Commonly used Bayesian diversification methods lead to biologically meaningful differences in branch-specific rates on empirical phylogenies
Data files
Jan 15, 2025 version files 31.15 GB
-
CompDiv.tar.gz
9.13 GB
-
output.tar.gz
22.02 GB
-
README.md
16.88 KB
Abstract
Identifying along which lineages shifts in diversification rates occur is a central goal of comparative phylogenetics; these shifts may coincide with key evolutionary events such as the development of novel morphological characters, the acquisition of adaptive traits, polyploidization or other structural genomic changes, or dispersal to a new habitat and subsequent increase in environmental niche space. However, while multiple methods now exist to estimate diversification rates and identify shifts using phylogenetic topologies, the appropriate use and accuracy of these methods is hotly debated. Here we test whether five Bayesian methods—Bayesian Analysis of Macroevolutionary Mixtures (BAMM), two implementations of the Lineage-Specific Birth-Death-Shift model (LSBDS and PESTO), the approximate Multi-Type Birth-Death model (MTBD; implemented in BEAST2), and the cladogenetic diversification rate shift model (CLaDS2)—produce comparable results. We apply each of these methods to a set of 65 empirical time-calibrated phylogenies and compare inferences of speciation rate, extinction rate, and net diversification rate. We find that the five methods often infer different speciation, extinction, and net-diversification rates. Consequently, these different estimates may lead to different interpretations of the macroevolutionary dynamics. The different estimates can be attributed to fundamental differences among the compared models. Therefore, the inference of shifts in diversification rates is strongly method-dependent. We advise biologists to apply multiple methods to test the robustness of the conclusions or to carefully select the method based on the validity of the underlying model assumptions to their particular empirical system.
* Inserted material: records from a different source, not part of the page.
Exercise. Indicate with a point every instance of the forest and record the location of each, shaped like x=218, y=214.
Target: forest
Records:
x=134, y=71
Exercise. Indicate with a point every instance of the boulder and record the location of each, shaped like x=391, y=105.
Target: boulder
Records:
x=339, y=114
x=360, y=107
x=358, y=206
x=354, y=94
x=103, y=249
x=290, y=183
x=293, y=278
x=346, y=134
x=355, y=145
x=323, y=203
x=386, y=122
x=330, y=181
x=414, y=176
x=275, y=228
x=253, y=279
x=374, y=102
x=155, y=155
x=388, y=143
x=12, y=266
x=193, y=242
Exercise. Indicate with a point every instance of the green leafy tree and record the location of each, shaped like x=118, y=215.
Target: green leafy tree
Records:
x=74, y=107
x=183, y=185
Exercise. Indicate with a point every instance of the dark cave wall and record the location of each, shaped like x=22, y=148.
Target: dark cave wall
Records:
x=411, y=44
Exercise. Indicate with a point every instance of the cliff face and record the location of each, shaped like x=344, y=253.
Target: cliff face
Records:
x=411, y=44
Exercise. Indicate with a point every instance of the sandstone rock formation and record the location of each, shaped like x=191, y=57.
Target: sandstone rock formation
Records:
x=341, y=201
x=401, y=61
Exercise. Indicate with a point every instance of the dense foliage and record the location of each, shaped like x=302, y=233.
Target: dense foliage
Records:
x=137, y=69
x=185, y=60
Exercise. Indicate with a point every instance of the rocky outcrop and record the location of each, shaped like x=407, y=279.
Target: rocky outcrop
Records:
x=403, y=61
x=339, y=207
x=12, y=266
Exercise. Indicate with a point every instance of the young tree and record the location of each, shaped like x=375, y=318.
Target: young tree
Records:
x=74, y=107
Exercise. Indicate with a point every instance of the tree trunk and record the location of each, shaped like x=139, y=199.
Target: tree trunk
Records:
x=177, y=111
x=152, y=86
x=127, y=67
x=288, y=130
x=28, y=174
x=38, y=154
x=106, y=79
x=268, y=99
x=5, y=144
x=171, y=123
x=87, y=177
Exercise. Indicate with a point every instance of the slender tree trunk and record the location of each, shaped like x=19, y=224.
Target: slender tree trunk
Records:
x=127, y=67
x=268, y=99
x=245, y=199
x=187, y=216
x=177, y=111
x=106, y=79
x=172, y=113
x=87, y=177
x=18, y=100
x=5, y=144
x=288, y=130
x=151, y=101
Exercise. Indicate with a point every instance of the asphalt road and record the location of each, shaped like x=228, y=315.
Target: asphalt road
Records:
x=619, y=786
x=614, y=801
README: Commonly used Bayesian diversification methods lead to biologically meaningful differences in branch-specific rates on empirical phylogenies
Overview
This directory contains the code and analysis used in the paper Martínez-Gómez, Song and Tribble et al. 2023. In short, this study tests whether different Bayesian evolutionary models which, aim to estimate branch specific shifts in diversification rates on a phylogeny, infer similar or different shifts using a set of empirically derived phylogenies. In this study we test five different methods, BAMM, PESTO, MTBD, LSBDS, and ClaDS2. Please see the corresponding publication in Evolution Letter for more details.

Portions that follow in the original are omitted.